ROTTNEST Island, or Wadjemup as it is known to the Nyungar people, is a place of mourning for Dennis Simmons.
Wadjemup, which means place across the water where spirits live, was a prison island for Aborigines between 1838 and 1903. More than 3700 men and boys were incarcerated in that time.
The island is still home to hundreds of unmarked Aboriginal graves.
Mr Simmons was part of the first all-Aboriginal team to swim to the island in the 2014 Rottnest Channel Swim and he said the minute he set foot on the island, he turned around to leave.
“The swim (to Rottnest) was really heavy for us,” he said.
“It’s a place of mourning for us; it’s like going to Karrakatta for a holiday.
“I never go there.
“When we arrived, I turned around and went straight back (to Perth).”
Documentary filmmaker and Curtin University lecturer Sally Goldrick captured the moment for the documentary Whadjuk to Wadjemup.
“I knew that despite this dark underlying history, this was a positive story that needed to be told and watched by the next generation,” Ms Goldrick said.

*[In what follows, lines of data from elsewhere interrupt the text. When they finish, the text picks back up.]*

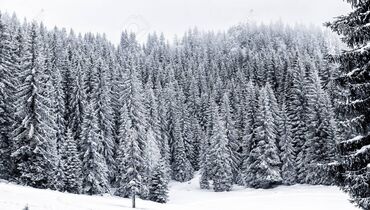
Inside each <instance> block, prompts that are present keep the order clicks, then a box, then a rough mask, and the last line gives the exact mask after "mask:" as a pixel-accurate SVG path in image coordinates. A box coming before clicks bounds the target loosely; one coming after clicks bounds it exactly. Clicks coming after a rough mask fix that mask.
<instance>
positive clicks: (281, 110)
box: [279, 104, 297, 185]
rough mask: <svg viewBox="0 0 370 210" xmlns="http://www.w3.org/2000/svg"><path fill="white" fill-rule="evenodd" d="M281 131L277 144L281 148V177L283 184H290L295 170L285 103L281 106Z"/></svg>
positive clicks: (294, 156)
mask: <svg viewBox="0 0 370 210" xmlns="http://www.w3.org/2000/svg"><path fill="white" fill-rule="evenodd" d="M281 113H282V114H281V118H282V124H281V128H282V129H281V132H280V141H279V146H280V150H281V154H280V159H281V162H282V166H281V178H282V179H283V184H287V185H292V184H295V183H296V179H297V170H296V165H295V163H294V157H295V156H294V154H295V152H294V147H293V143H292V133H291V129H290V124H289V118H288V114H287V108H286V106H285V104H283V106H282V107H281Z"/></svg>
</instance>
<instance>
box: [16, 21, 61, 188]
mask: <svg viewBox="0 0 370 210" xmlns="http://www.w3.org/2000/svg"><path fill="white" fill-rule="evenodd" d="M25 40H26V41H25V43H24V44H25V50H24V52H23V53H24V54H23V55H22V58H21V59H22V61H21V67H20V68H21V71H22V74H20V75H19V80H20V85H19V87H17V92H16V96H17V101H16V102H15V103H16V107H17V109H16V115H17V118H18V119H19V120H20V121H18V122H17V125H16V128H15V130H14V141H15V142H14V150H13V153H12V157H13V159H14V162H15V167H16V168H15V170H16V171H15V174H16V177H17V178H18V180H19V181H20V182H21V183H23V184H26V185H30V186H34V187H39V188H46V187H49V186H51V183H52V181H53V174H54V170H55V157H56V148H55V145H56V142H54V140H55V135H56V132H55V129H54V127H53V125H54V123H55V122H54V116H53V109H52V105H51V100H52V98H51V95H52V94H51V93H52V91H53V86H52V84H51V79H50V75H47V74H46V69H45V60H44V57H43V56H44V55H43V54H42V46H41V44H40V42H41V41H42V40H41V39H40V36H39V27H38V25H37V24H36V23H33V24H32V25H31V27H30V29H29V33H28V34H27V36H26V39H25Z"/></svg>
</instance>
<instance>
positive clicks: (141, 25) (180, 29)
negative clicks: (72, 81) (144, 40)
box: [0, 0, 350, 43]
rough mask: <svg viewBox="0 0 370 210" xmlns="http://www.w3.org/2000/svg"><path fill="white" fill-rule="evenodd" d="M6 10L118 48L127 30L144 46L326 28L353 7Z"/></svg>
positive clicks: (268, 3)
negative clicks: (144, 43) (258, 31)
mask: <svg viewBox="0 0 370 210" xmlns="http://www.w3.org/2000/svg"><path fill="white" fill-rule="evenodd" d="M0 10H1V11H2V12H4V11H6V12H8V13H13V12H15V13H16V14H17V16H18V17H19V18H23V17H27V19H28V20H33V19H34V20H37V21H43V22H44V24H45V25H46V26H48V27H54V26H55V25H56V26H58V27H66V28H73V29H74V30H75V31H76V32H89V31H90V32H99V33H105V34H106V35H107V37H108V39H110V40H111V41H113V42H114V43H118V41H119V37H120V34H121V31H122V30H124V29H125V28H126V29H129V30H131V31H134V32H136V33H137V35H138V39H140V40H144V39H145V38H146V35H147V34H148V33H149V32H153V31H157V32H163V33H164V34H165V35H166V37H167V38H170V39H172V38H173V37H174V35H175V34H177V35H180V36H181V35H182V34H183V33H184V32H185V31H186V30H187V29H189V28H192V27H194V26H197V27H198V28H199V29H200V30H225V29H228V28H229V27H230V26H233V25H235V24H237V23H240V22H245V21H248V20H252V21H256V22H265V23H269V22H270V21H276V20H282V21H283V22H285V23H289V24H295V23H304V24H315V25H322V23H323V22H326V21H330V20H332V18H333V17H336V16H339V15H341V14H345V13H347V12H349V11H350V6H349V4H347V3H345V2H344V1H343V0H207V1H205V0H0Z"/></svg>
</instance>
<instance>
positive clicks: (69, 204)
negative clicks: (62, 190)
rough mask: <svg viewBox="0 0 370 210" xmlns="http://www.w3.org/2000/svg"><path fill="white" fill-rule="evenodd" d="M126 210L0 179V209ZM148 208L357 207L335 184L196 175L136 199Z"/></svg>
mask: <svg viewBox="0 0 370 210" xmlns="http://www.w3.org/2000/svg"><path fill="white" fill-rule="evenodd" d="M26 204H28V206H29V208H30V210H127V209H131V208H130V205H131V200H129V199H122V198H118V197H112V196H86V195H73V194H68V193H60V192H55V191H51V190H39V189H33V188H30V187H22V186H17V185H13V184H5V183H0V210H22V209H23V208H24V206H25V205H26ZM137 208H138V209H148V210H157V209H158V210H159V209H161V210H185V209H189V210H271V209H274V210H359V209H358V208H355V207H354V206H353V205H352V204H350V203H349V202H348V196H347V195H346V194H344V193H343V192H341V191H340V190H339V189H338V188H337V187H326V186H308V185H295V186H290V187H287V186H281V187H277V188H274V189H269V190H262V189H261V190H256V189H245V188H242V187H235V188H234V190H233V191H232V192H223V193H216V192H212V191H206V190H200V189H199V184H198V179H197V178H195V179H193V180H192V181H191V182H187V183H177V182H172V183H171V186H170V201H169V203H167V204H158V203H154V202H150V201H143V200H137Z"/></svg>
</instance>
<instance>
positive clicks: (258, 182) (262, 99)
mask: <svg viewBox="0 0 370 210" xmlns="http://www.w3.org/2000/svg"><path fill="white" fill-rule="evenodd" d="M271 91H272V90H271V88H269V86H268V85H266V87H264V88H262V90H261V91H260V92H261V93H260V96H259V103H258V107H259V108H258V115H257V128H256V144H254V145H253V146H252V147H251V152H250V155H249V157H248V159H247V162H248V163H249V166H248V170H247V174H246V177H245V181H246V184H247V185H248V186H251V187H255V188H260V187H261V188H270V187H272V186H274V185H276V184H280V183H281V181H282V179H281V171H280V163H281V162H280V157H279V154H278V152H279V151H278V147H277V142H276V137H277V128H276V124H275V120H276V119H274V115H273V113H272V112H273V109H274V108H273V106H272V105H273V103H271V100H270V98H269V95H270V94H273V93H271Z"/></svg>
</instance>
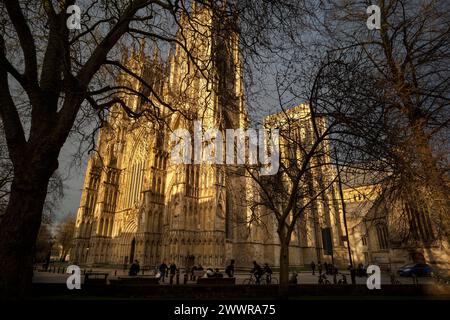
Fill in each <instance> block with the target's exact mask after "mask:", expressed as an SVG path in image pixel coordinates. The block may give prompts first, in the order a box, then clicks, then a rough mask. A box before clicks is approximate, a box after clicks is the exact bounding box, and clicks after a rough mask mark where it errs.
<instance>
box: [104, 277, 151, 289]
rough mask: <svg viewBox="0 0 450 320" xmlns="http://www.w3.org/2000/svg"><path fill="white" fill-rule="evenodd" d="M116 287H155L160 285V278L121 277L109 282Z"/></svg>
mask: <svg viewBox="0 0 450 320" xmlns="http://www.w3.org/2000/svg"><path fill="white" fill-rule="evenodd" d="M109 283H110V284H111V285H114V286H137V287H141V286H154V285H159V278H156V277H153V276H136V277H119V278H117V279H111V280H109Z"/></svg>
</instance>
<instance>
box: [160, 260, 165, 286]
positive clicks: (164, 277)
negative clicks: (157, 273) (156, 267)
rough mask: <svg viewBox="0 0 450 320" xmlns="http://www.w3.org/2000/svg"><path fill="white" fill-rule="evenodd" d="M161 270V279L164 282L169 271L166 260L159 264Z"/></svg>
mask: <svg viewBox="0 0 450 320" xmlns="http://www.w3.org/2000/svg"><path fill="white" fill-rule="evenodd" d="M159 272H160V273H161V280H162V282H164V279H165V278H166V273H167V264H166V263H165V262H164V261H163V263H161V265H160V266H159Z"/></svg>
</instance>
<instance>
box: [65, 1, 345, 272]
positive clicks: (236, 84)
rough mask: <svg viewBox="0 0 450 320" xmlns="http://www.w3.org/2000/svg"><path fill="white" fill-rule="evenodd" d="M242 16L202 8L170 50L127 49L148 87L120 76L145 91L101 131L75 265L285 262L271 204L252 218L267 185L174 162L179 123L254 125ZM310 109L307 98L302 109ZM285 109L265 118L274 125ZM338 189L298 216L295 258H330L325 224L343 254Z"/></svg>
mask: <svg viewBox="0 0 450 320" xmlns="http://www.w3.org/2000/svg"><path fill="white" fill-rule="evenodd" d="M233 23H234V22H233V18H232V17H230V18H228V20H227V19H223V18H220V19H218V18H217V17H215V15H214V14H213V13H212V12H211V11H210V10H207V9H204V8H194V11H193V12H192V15H191V17H190V18H189V22H188V21H187V19H186V18H184V19H181V23H180V30H179V31H178V35H177V39H179V41H177V44H176V45H175V46H173V47H172V48H171V49H170V50H168V53H167V58H164V59H163V58H162V56H163V54H162V53H161V52H159V51H158V50H157V49H154V50H153V52H151V53H149V54H147V53H146V52H145V50H144V49H143V48H145V46H142V48H141V49H140V50H130V51H129V52H126V53H124V56H123V58H122V60H123V62H122V63H123V64H124V65H126V66H127V67H128V68H129V69H130V70H132V72H133V73H134V74H135V75H138V76H139V77H140V78H142V79H144V80H145V82H146V83H147V84H149V85H148V86H144V85H143V84H142V81H137V80H136V77H132V76H131V75H130V74H126V73H124V74H122V75H120V77H119V78H118V79H117V81H118V83H121V84H124V85H126V86H129V87H132V88H133V90H134V92H138V93H139V94H124V95H123V96H121V97H120V98H121V99H122V101H123V102H124V103H123V104H121V105H120V104H118V105H117V106H114V107H112V108H111V110H110V111H109V113H108V120H107V121H106V123H105V124H104V125H103V126H102V128H101V129H100V131H99V136H98V140H97V149H96V152H95V153H94V154H93V155H92V156H91V158H90V159H89V162H88V166H87V169H86V174H85V180H84V186H83V190H82V196H81V200H80V206H79V209H78V212H77V219H76V228H75V235H74V244H73V249H72V253H71V260H72V261H73V262H74V263H78V264H84V265H96V266H99V265H105V266H106V265H124V264H129V263H130V262H132V261H134V260H138V261H139V263H140V264H141V266H143V267H144V268H154V267H155V266H156V265H159V264H160V263H161V262H163V261H165V262H166V263H170V262H175V263H176V264H177V266H180V267H185V266H191V265H193V264H201V265H203V266H204V267H217V268H223V267H224V266H225V265H226V264H227V263H229V260H230V259H234V260H235V261H236V266H237V268H246V267H250V266H251V263H252V261H253V260H256V261H258V262H260V263H265V262H267V263H269V264H270V265H273V266H277V265H278V264H279V251H280V248H279V241H278V235H277V233H276V230H277V228H276V221H275V219H274V217H272V216H270V215H263V214H261V216H262V219H263V220H264V221H262V222H261V221H257V222H254V221H252V219H251V217H252V216H253V215H254V212H252V206H251V203H252V200H254V199H253V198H254V197H255V195H256V194H257V193H258V192H257V188H258V187H257V185H256V183H255V182H254V181H253V180H252V179H251V178H249V177H248V176H246V175H245V174H243V173H242V168H240V167H239V165H226V164H214V163H195V162H194V163H173V161H171V150H172V148H173V141H172V140H171V139H170V137H171V134H172V133H173V132H174V130H177V129H180V128H182V129H186V130H188V131H189V132H192V130H193V122H194V121H200V122H201V123H202V126H203V128H205V129H208V128H218V129H219V130H221V131H224V130H226V129H238V128H243V129H246V128H248V127H249V120H248V118H249V117H248V114H247V110H246V103H245V97H244V90H243V80H242V77H243V75H242V68H241V64H242V62H241V59H240V53H239V49H238V47H239V43H238V42H239V39H238V36H237V35H236V33H235V32H234V31H233V30H234V28H233ZM186 49H187V50H186ZM186 52H189V54H187V53H186ZM150 109H151V110H152V112H147V111H148V110H150ZM155 110H157V113H158V115H159V116H158V117H153V115H154V114H155ZM174 110H176V111H174ZM305 110H307V108H305V106H303V105H300V106H298V107H296V108H294V109H293V111H292V112H293V113H299V114H300V113H305V112H307V111H305ZM276 118H277V115H272V116H270V117H267V119H269V120H270V121H271V123H272V124H273V125H275V124H274V121H275V122H276ZM274 119H275V120H274ZM281 152H283V151H282V150H281ZM329 170H332V168H330V169H329ZM326 173H327V172H317V174H318V175H324V174H326ZM328 173H329V172H328ZM337 199H338V193H337V189H336V188H330V190H329V191H327V193H326V194H324V196H323V197H321V198H320V199H319V198H318V199H317V200H316V202H317V203H316V205H315V206H314V208H315V209H314V210H312V211H311V214H309V215H307V216H306V217H305V218H304V221H301V222H299V223H298V228H297V229H296V232H294V234H293V236H292V241H291V246H290V264H291V265H296V266H299V265H304V264H308V263H310V262H311V261H312V260H314V261H318V260H322V261H326V260H327V259H329V257H327V256H324V252H323V249H322V247H323V245H322V235H321V232H320V231H321V229H322V228H323V227H329V228H331V230H332V232H331V234H332V241H333V244H334V247H335V257H334V259H335V260H336V259H338V260H339V259H340V258H341V259H342V261H343V262H344V260H345V250H346V249H345V243H344V242H343V241H342V238H343V237H342V235H343V231H342V222H341V218H340V217H341V209H340V207H339V201H337ZM263 222H264V223H263Z"/></svg>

Mr Simmons said it was important for him to participate in the swim, which he called significant.
“I hate swimming and I’m not very good (but) it’s a first in history and it shines a light on the shallow, unmarked graves,” he said.
Mr Simmons said he hoped to see the State Government properly acknowledge the island’s past.
“I try to do things, to teach young people to concentrate on the positive,” he said.
The film was nominated for an Australian Teachers of Media Award in the short-form documentary category.
Whadjuk to Wadjemup is available to view online through SBS On Demand and will air throughout the year on indigenous channel NITV.